Altro limite osservabile riguarda sicuramente l’ampiezza del campione oggetto d’analisi, costituito da soli 6 bambini di origine straniera. Nonostante all’interno del progetto di tesi si trovi un questionario generale creato appositamente per ricerche future rivolte ad un campione più ampio ed eterogeneo, si pensava di testare inizialmente il questionario su un campione di almeno 10 famiglie straniere.

In questo caso l’avvento della pandemia da Covid-19 ha portato ad erogare con metodiche differenti molteplici interventi neuro psicomotori. Per molti bambini a rischio, con disabilità complesse sono stati bloccati gli incontri con il TNPEE in presenza ed insieme alle famiglie, è stato deciso di attuare percorsi da remoto attraverso piattaforme quali Skype.

Di conseguenza la scelta di somministrare presso il servizio i questionari o comunque se lasciati da portare a casa, di effettuare un colloquio al momento della restituzione ha escluso dallo studio alcune delle famiglie straniere, dapprima incluse.

Nonostante questo, è stato possibile individuare alcune interessanti peculiarità nella compliance Terapista della Neuro e Psicomotricità e famiglia straniera.

Quest’ultima mostra completa fiducia nel terapista e nelle figure sanitarie presenti all’interno del servizio, non sempre però comprendendone il ruolo rivestito rispetto il proprio bambino/a. Seppur in linea generale tutte le famiglie abbiano accettato la diagnosi e siano consapevoli dei punti di forza e di debolezza che questa ne comporta sul proprio/a piccolo/a faticano a cogliere l’importanza di trasferire le abilità e le competenze emerse all’interno della stanza di neuro psicomotricità, nel contesto domestico. La non completa conoscenza della lingua italiana influenza sicuramente la relazione terapeutica tra TNPEE e figura di riferimento, già complessa tra individui appartenenti alla stessa cultura.

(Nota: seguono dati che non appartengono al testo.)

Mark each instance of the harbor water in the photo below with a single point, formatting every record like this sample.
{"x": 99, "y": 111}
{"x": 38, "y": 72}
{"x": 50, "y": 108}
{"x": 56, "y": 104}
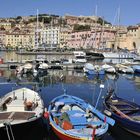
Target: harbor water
{"x": 76, "y": 83}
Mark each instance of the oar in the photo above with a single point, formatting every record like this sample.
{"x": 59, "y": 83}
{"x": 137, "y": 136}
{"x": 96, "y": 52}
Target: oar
{"x": 121, "y": 113}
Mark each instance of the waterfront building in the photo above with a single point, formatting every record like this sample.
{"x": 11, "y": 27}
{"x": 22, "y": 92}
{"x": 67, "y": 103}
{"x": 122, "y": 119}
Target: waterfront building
{"x": 17, "y": 38}
{"x": 133, "y": 38}
{"x": 64, "y": 31}
{"x": 53, "y": 36}
{"x": 82, "y": 20}
{"x": 2, "y": 37}
{"x": 91, "y": 39}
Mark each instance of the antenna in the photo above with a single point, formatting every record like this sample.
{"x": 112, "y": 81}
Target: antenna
{"x": 101, "y": 87}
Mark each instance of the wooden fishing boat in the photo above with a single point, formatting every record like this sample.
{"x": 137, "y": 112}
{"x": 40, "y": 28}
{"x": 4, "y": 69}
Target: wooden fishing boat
{"x": 125, "y": 113}
{"x": 124, "y": 69}
{"x": 19, "y": 109}
{"x": 72, "y": 118}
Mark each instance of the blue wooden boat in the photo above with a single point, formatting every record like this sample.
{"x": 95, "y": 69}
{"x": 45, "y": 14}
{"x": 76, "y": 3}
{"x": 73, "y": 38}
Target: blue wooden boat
{"x": 72, "y": 118}
{"x": 125, "y": 113}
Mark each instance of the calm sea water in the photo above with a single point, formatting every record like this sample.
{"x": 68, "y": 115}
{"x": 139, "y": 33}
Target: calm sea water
{"x": 78, "y": 84}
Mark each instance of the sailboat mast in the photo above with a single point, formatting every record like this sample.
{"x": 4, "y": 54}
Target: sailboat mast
{"x": 37, "y": 29}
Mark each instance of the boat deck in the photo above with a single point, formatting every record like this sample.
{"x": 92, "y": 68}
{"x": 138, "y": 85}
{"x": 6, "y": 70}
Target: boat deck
{"x": 16, "y": 115}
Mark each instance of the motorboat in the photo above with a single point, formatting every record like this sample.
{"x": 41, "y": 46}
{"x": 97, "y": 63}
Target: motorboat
{"x": 73, "y": 118}
{"x": 125, "y": 113}
{"x": 19, "y": 110}
{"x": 89, "y": 68}
{"x": 136, "y": 68}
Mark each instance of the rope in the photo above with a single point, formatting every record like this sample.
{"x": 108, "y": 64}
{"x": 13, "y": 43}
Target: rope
{"x": 7, "y": 132}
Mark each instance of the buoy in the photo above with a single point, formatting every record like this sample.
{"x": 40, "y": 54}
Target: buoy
{"x": 46, "y": 115}
{"x": 93, "y": 133}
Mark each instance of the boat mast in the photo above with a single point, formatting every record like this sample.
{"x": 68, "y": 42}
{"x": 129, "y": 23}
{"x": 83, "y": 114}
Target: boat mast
{"x": 96, "y": 8}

Questa caratteristica è stata evidenziata soprattutto al momento del colloquio, le difficoltà ad esempio delle famiglie straniere nel comprendere il fine di un’attività proposta al loro bambino o nell’esprimersi per raccontare un particolare avvenimento, le portano col passare del tempo ad abbondare l’idea di poter comunicare con l’altro, ad avere la percezione di essere giudicate, a chiudersi in sé stesse, vivendo di conseguenza

l’intervento riabilitativo del piccolo in maniera passiva, delegando il ruolo di genitori ed educatori al terapista. Tale motivazione pensiamo abbia influenzato anche molte delle risposte ai questionari, spesso tra di loro contrastanti e non veritiere.

Alla luce delle informazioni emerse dallo studio appare difficile distinguere quanto l’assunzione di tale atteggiamento dipenda dalla presenza di differenze culturali e linguistiche, da fattori esterni, indipendenti il Paese d’origine della famiglia o la combinazione di entrambi.

In conclusione, nella realtà dell’UONPIA di Voghera, il lavoro di tesi, ben accetto tra le famiglie prese in esame può essere considerato quale punto di partenza, per ripensare secondo un’ottica che sia interculturale l’intervento neuro psicomotorio. Un’ipotesi futura potrebbe essere quella d’includere la figura del mediatore culturale e linguistico all’interno dell’équipe multidisciplinare del servizio, ad oggi composta da Neuropsichiatra infantile, TNPEE, logopedista, fisioterapista, assistente sociale e psicologo, al fine di garantire una traduzione linguistica con le famiglie di origine straniera che tenga conto anche dei diversi fattori culturali.

Ovviamente vista l’incidenza sempre maggiore di bambini con origini migratorie all’interno dei reparti di Neuropsichiatria dell’Infanzia e dell’Adolescenza, tutto questo merita di essere approfondito con ricerche future e momenti di formazione interculturale, dove medici, terapisti e tutte le figure della riabilitazione possano avvicinarsi alla cultura d’origine dei loro pazienti, alle concezioni che le famiglie hanno rispetto il loro bambino/a e la malattia, col fine di cogliere la complessità esistenziale dello stesso e implementare interventi specifici.